Blogda Ara

25.08.2008

SOYKIRIM, NOBEL, TERÖR, İRTİCA ve SATILIK ÜLKE - Oktay Yıldırım

Fransa, Ermeni soykırımını inkâr edene hapis ve para cezası getiren
yasayı kabul etti.

Hükümet üyeleri, Cezayir misillemesi yapalım, Fransız mallarını
boykot edelim, firmalarını ihaleye sokmayalım, Türkiye'deki Ermeni işçileri
sınır dışı edelim gibisinden vatansever nutuklar attılar.

Lagendjik bile Fransızları aptallık yapıyorlar diyerek en ağır
biçimde eleştirdi. ( Şu bizim Lagendjik, hani mahkemelerimiz ayak
ayaküstünde denetler vaziyette izleyen adam)

Bazı sivil toplum örgütleri sokaklara döküldü ve protestolar, siyah
çelenkler vs.

Elif şafak sağduyu çağrısı yaptı.

Orhan Pamuk Nobel edebiyat ödülünü aldı.

Mehmet Ağar'ın PKK terör örgütünü siyaset yapmaya davet etmesinden
sonra, kendi oy tabanlarının PKK ile aynı taban olduğunu daha önce beyan
etmiş olan DTP, Ağar'a destek verdi ve gerekirse PKK ile görüşürüz dediler.

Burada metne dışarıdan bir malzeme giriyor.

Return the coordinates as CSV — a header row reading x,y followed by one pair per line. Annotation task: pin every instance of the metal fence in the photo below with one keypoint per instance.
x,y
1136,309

Genel Kurmay başkanının var, başbakanın ve bazı diğer zevatın da
yok demesinden sonra alayımız irtica olduk, içimiz dışımız vıcık vıcık,
cübbelinin malta sefası ile doldu, hatta tüm yayın akışını bu olaya ayıran
ana haber bültenleri bile vardı.

Amerikanın bilmem ne koordinatörü Türkiye'ye geldi ve " Askeri
operasyon son seçenek olmakla birlikte elimizdeki seçeneklerden birisidir ve
iki ülkenin de mutabakat sağlayacağı zaman diliminde uygulanabilir" buyurdu.

Irak parlamentosunda bugün yapılan oylama neticesinde, federasyon
kabul edildi ve resmen ırak'ın sınırlarının değişmesi süreci başladı. Tüm
petrol bölgelerinin Kürtlerin yaşadığı sınırların içinde kalması ise sadece
tesadüftü(?).

Biz ne yaptık peki bu zamana kadar;

Tamı tamına 55 ülke sözde Ermeni soykırımını yasalarla kabul etti,
anıtlar dikip anma günleri düzenledi, biz seyrettik, irticayı konuştuk,
mankenlerin yatak odası haberlerini izledik. Müttefik, stratejik ortak
dediğimiz bu ülkelerin şefaatinden mahrum kalmamak için yağ çekmeye devam
ettik.

Özel izinlerle ve özel üniversitelerde düzenlenen ermeni konferanslarına
sessiz kalıp, kendine aydın diyenlerin hezeyanlarını konferans kıvamında
dinledik.

Ne Avrupa'nın her yerinde yaşayan yüz binlerce Türk'e ve ne de anavatanda
bulunan milyonlarca gence bu işin doğrusunu anlatmadık, onun yerine tarih
kitaplarına Atatürk'ün saçlarının rüzgarda nasıl dalgalandığını veya
Alparslan'ın ne kadar iyi kılıç kuşandığını anlattık.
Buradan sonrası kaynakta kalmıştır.